496 U.S. 444 (1990), argued 27 Feb. 1990, decided 14 June 1990 by vote of 6 to 3; Rehnquist for the Court, Blackmun concurring, Brennan, Marshall, and Stevens in dissent. Michigan had established a highway sobriety checkpoint program with specific guidelines regarding operation of the checkpoints, site selection, and publicity. In its first operation, state police arrested two persons out of 126 vehicles for driving under the influence of alcohol. Before the program could continue, a group of licensed Michigan drivers sued on the grounds that the checkpoint operation violated the Fourth Amendment, in that it constituted a warrantless and unreasonable search and seizure. The drivers won their case in the lower courts, with the state tribunals ruling that although the state had a legitimate interest in curbing drunken driving, the checkpoint program constituted a substantial intrusion on individual liberties.

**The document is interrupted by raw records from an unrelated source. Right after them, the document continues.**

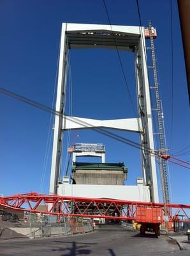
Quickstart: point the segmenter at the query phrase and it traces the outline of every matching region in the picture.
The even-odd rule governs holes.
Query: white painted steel
[[[125,49],[126,51],[135,51],[136,58],[135,69],[137,84],[137,99],[139,116],[137,118],[136,118],[117,120],[96,120],[93,119],[77,118],[77,119],[79,119],[80,121],[89,123],[87,125],[87,126],[85,126],[86,124],[84,125],[84,124],[82,124],[80,123],[76,123],[75,121],[77,118],[75,118],[73,116],[68,117],[64,116],[63,118],[62,116],[56,116],[55,120],[51,179],[50,186],[50,193],[57,193],[59,173],[61,169],[62,130],[66,130],[68,129],[82,129],[86,127],[103,127],[135,131],[140,132],[140,143],[142,145],[143,145],[144,147],[147,147],[147,148],[150,148],[153,151],[154,150],[151,116],[151,105],[149,93],[149,84],[148,81],[147,68],[146,63],[144,28],[143,27],[141,28],[113,25],[111,28],[109,25],[63,23],[62,26],[56,111],[64,113],[64,103],[66,87],[65,78],[66,71],[65,64],[66,60],[66,52],[68,47],[66,39],[66,36],[67,43],[69,46],[69,44],[72,43],[73,45],[75,44],[77,47],[80,47],[82,46],[81,41],[80,45],[78,45],[78,44],[76,42],[76,41],[75,41],[75,39],[79,36],[81,37],[81,35],[83,35],[82,33],[81,33],[81,31],[84,31],[85,37],[85,42],[84,42],[84,47],[89,47],[87,44],[89,44],[90,47],[96,47],[96,44],[93,44],[92,43],[93,42],[93,40],[92,40],[92,38],[93,37],[93,31],[92,32],[92,31],[97,32],[97,35],[96,35],[96,36],[99,36],[101,40],[103,40],[103,44],[101,45],[99,45],[100,47],[113,48],[115,47],[115,45],[118,45],[118,49],[119,49],[122,48],[122,50]],[[106,33],[102,33],[102,31],[106,31]],[[107,33],[107,31],[108,31],[108,33]],[[113,37],[115,36],[116,33],[117,33],[117,38],[115,40],[115,38]],[[124,34],[119,35],[118,33]],[[113,33],[115,33],[114,36],[113,36]],[[133,40],[130,41],[130,38],[133,38]],[[132,45],[132,48],[130,46],[131,44]],[[64,93],[63,93],[63,92],[64,92]],[[75,120],[74,122],[75,118]],[[148,184],[150,184],[150,191],[151,195],[150,200],[154,202],[157,202],[157,183],[154,157],[151,156],[150,152],[147,152],[145,150],[145,148],[142,150],[142,156],[144,185],[147,185]],[[77,188],[78,188],[77,185],[73,186],[68,184],[67,186],[72,186],[73,189],[73,188],[74,188],[75,189],[77,189]],[[86,186],[87,185],[78,185],[78,186]],[[138,185],[138,186],[142,186],[142,188],[145,188],[145,191],[146,192],[145,192],[145,195],[146,195],[147,192],[149,192],[149,189],[147,186],[144,186],[143,185]],[[122,187],[124,188],[123,188],[124,189],[126,189],[126,191],[128,190],[128,186]],[[131,188],[133,186],[129,186],[129,187]],[[91,188],[92,188],[91,185]],[[117,186],[114,186],[114,189],[115,189],[116,188]],[[138,188],[134,188],[134,192],[133,192],[133,190],[132,189],[132,193],[129,193],[128,194],[129,196],[130,196],[128,200],[133,200],[133,193],[134,193],[134,195],[136,195],[135,189],[137,189],[138,191],[138,188],[139,187],[138,187]],[[105,189],[108,189],[108,188],[105,188]],[[142,189],[142,191],[143,191],[143,189]],[[84,189],[84,191],[85,191],[85,189]],[[76,190],[76,193],[77,192],[78,192],[79,194],[76,194],[76,196],[80,196],[80,189],[78,190],[78,190],[77,191]],[[110,197],[110,195],[112,195],[112,189],[110,189],[110,195],[108,197]],[[85,195],[87,195],[86,191]],[[91,194],[88,195],[89,196],[90,196],[90,195]],[[108,194],[107,195],[108,195]]]
[[[99,120],[81,117],[64,116],[62,129],[104,127],[140,132],[142,132],[140,118]]]
[[[64,98],[66,94],[66,24],[62,24],[60,47],[60,55],[58,71],[57,100],[55,110],[64,113]],[[54,143],[52,158],[50,194],[57,193],[59,172],[61,168],[61,157],[63,134],[62,132],[62,116],[55,115],[54,124]]]
[[[57,193],[61,196],[110,198],[150,202],[147,186],[59,184]]]
[[[73,152],[73,162],[76,162],[77,157],[101,157],[101,163],[105,163],[105,153],[98,153],[98,152]]]

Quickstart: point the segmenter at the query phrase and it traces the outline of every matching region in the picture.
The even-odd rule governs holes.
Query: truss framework
[[[48,211],[38,210],[38,207],[42,204],[50,204],[51,207],[48,207]],[[33,213],[110,220],[136,220],[138,207],[162,208],[164,214],[163,204],[61,196],[55,195],[42,195],[34,192],[11,196],[1,196],[0,205]],[[186,216],[187,220],[189,220],[190,215],[186,210],[190,209],[190,205],[170,204],[167,204],[167,207],[171,210],[170,211],[170,220],[174,220],[176,216],[180,212]]]

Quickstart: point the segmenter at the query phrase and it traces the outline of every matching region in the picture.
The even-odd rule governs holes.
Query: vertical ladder
[[[156,62],[155,57],[155,50],[154,46],[154,39],[152,36],[152,22],[150,20],[149,21],[149,36],[150,40],[150,48],[152,52],[152,68],[154,74],[154,90],[155,90],[155,96],[156,100],[156,110],[157,114],[157,122],[158,122],[158,128],[159,128],[159,147],[160,147],[160,153],[165,154],[166,145],[164,143],[164,124],[163,122],[163,114],[161,111],[161,100],[159,94],[158,88],[158,81],[157,81],[157,72],[156,68]],[[168,168],[166,161],[161,159],[161,164],[163,166],[163,177],[164,177],[164,186],[165,190],[165,197],[166,204],[170,203],[169,197],[169,188],[168,188]],[[164,192],[163,192],[164,193]]]

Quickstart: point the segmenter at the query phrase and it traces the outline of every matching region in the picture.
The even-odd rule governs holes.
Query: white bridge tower
[[[150,191],[149,200],[158,202],[155,156],[150,151],[147,150],[150,148],[152,152],[154,151],[145,51],[145,36],[149,36],[147,33],[149,34],[149,29],[138,26],[62,24],[55,107],[56,111],[62,115],[56,115],[55,119],[50,194],[57,193],[62,145],[64,142],[63,131],[87,127],[104,127],[129,131],[139,134],[142,148],[141,154],[143,182],[141,186],[148,188],[146,191]],[[134,116],[133,118],[100,120],[64,115],[69,49],[94,47],[110,49],[115,49],[117,47],[119,50],[130,51],[131,54],[135,54],[138,116]],[[130,195],[128,195],[128,200],[130,200],[129,198]],[[138,200],[143,200],[142,198]]]

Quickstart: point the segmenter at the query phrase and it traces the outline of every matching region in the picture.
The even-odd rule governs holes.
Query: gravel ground
[[[25,237],[10,229],[10,227],[15,227],[15,223],[0,220],[0,240]]]

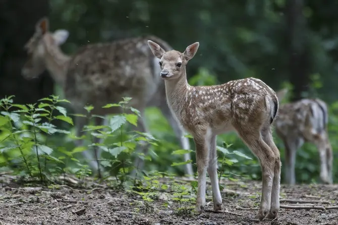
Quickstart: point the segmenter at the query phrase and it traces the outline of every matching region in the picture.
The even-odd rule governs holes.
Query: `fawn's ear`
[[[69,32],[67,30],[57,30],[53,33],[53,38],[58,45],[65,43],[69,36]]]
[[[278,98],[278,100],[280,102],[284,98],[285,95],[288,93],[288,90],[287,88],[283,88],[276,92],[276,95]]]
[[[43,17],[40,19],[35,25],[35,29],[37,31],[41,32],[44,34],[49,29],[49,21],[47,17]]]
[[[151,52],[154,54],[154,55],[158,59],[161,59],[163,55],[164,54],[164,53],[165,53],[165,51],[160,46],[153,41],[148,41],[148,45],[150,48]]]
[[[199,43],[195,42],[187,47],[186,50],[183,52],[183,55],[187,61],[189,61],[194,58],[195,54],[197,52],[199,46]]]

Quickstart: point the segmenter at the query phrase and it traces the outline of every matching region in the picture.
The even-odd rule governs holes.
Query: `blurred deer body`
[[[122,112],[119,107],[102,108],[102,106],[121,101],[123,97],[132,97],[129,106],[138,109],[142,116],[146,106],[159,107],[179,138],[182,147],[190,149],[188,138],[183,137],[183,130],[166,103],[158,101],[160,99],[158,96],[165,96],[165,87],[160,78],[154,75],[160,71],[156,66],[158,60],[151,53],[147,40],[156,40],[163,47],[170,49],[167,44],[154,36],[136,37],[85,45],[73,55],[68,56],[59,47],[68,37],[68,32],[65,30],[49,32],[46,19],[38,22],[35,33],[25,46],[28,60],[22,69],[23,75],[27,79],[32,78],[48,70],[63,87],[66,98],[71,101],[76,114],[86,114],[83,108],[86,104],[94,107],[91,112],[95,115]],[[95,122],[96,125],[100,125],[102,119],[97,118]],[[76,117],[77,135],[81,136],[87,123],[85,118]],[[141,118],[139,119],[136,129],[147,132]],[[81,144],[81,141],[77,141],[77,145]],[[146,154],[148,148],[143,148],[143,153]],[[99,152],[95,150],[95,153],[98,157]],[[87,151],[83,154],[87,159],[93,159],[92,154]],[[190,159],[190,155],[185,154],[185,158]],[[99,168],[95,162],[90,162],[94,169]],[[137,159],[135,165],[142,168],[143,160]],[[186,165],[186,172],[190,175],[193,174],[191,164]]]
[[[280,101],[287,90],[277,92]],[[332,184],[332,152],[328,139],[327,107],[318,98],[303,99],[283,104],[275,123],[276,132],[285,146],[286,179],[287,183],[296,182],[295,164],[297,150],[305,142],[316,145],[320,158],[322,181]]]
[[[211,86],[188,84],[185,67],[195,55],[199,43],[188,46],[184,53],[166,51],[148,41],[159,59],[160,76],[164,80],[168,104],[185,129],[193,136],[198,172],[196,210],[205,205],[206,176],[210,179],[214,209],[221,209],[217,175],[216,137],[236,131],[259,158],[263,187],[258,217],[274,218],[279,207],[280,161],[272,136],[271,124],[278,112],[275,93],[260,80],[253,78]]]

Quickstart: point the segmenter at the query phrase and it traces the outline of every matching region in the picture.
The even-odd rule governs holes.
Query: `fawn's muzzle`
[[[163,70],[161,71],[161,77],[164,78],[166,77],[167,76],[168,76],[168,74],[169,74],[169,71],[167,70]]]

The Supreme Court reversed and ruled that the state courts had erred in interpreting the balancing test for administrative searches established in United States v. Martinez-Fuerte (1976; administrative search at borders for illegal aliens) and Brown v. Texas (1979; requirements for identification after a lawful stop). Chief Justice William Rehnquist agreed with the lower courts and the state that Michigan had a substantial and legitimate interest in curbing drunken driving.
The lower courts had erred, however, in applying the criteria of fear engendered in administrative searches. For Fourth Amendment purposes, the “fear and surprise” to be considered are not those of drunken drivers apprehensive of arrest but that engendered in law-abiding drivers confronting an administrative search. The majority therefore found the sobriety checkpoint program consistent with Fourth Amendment safeguards.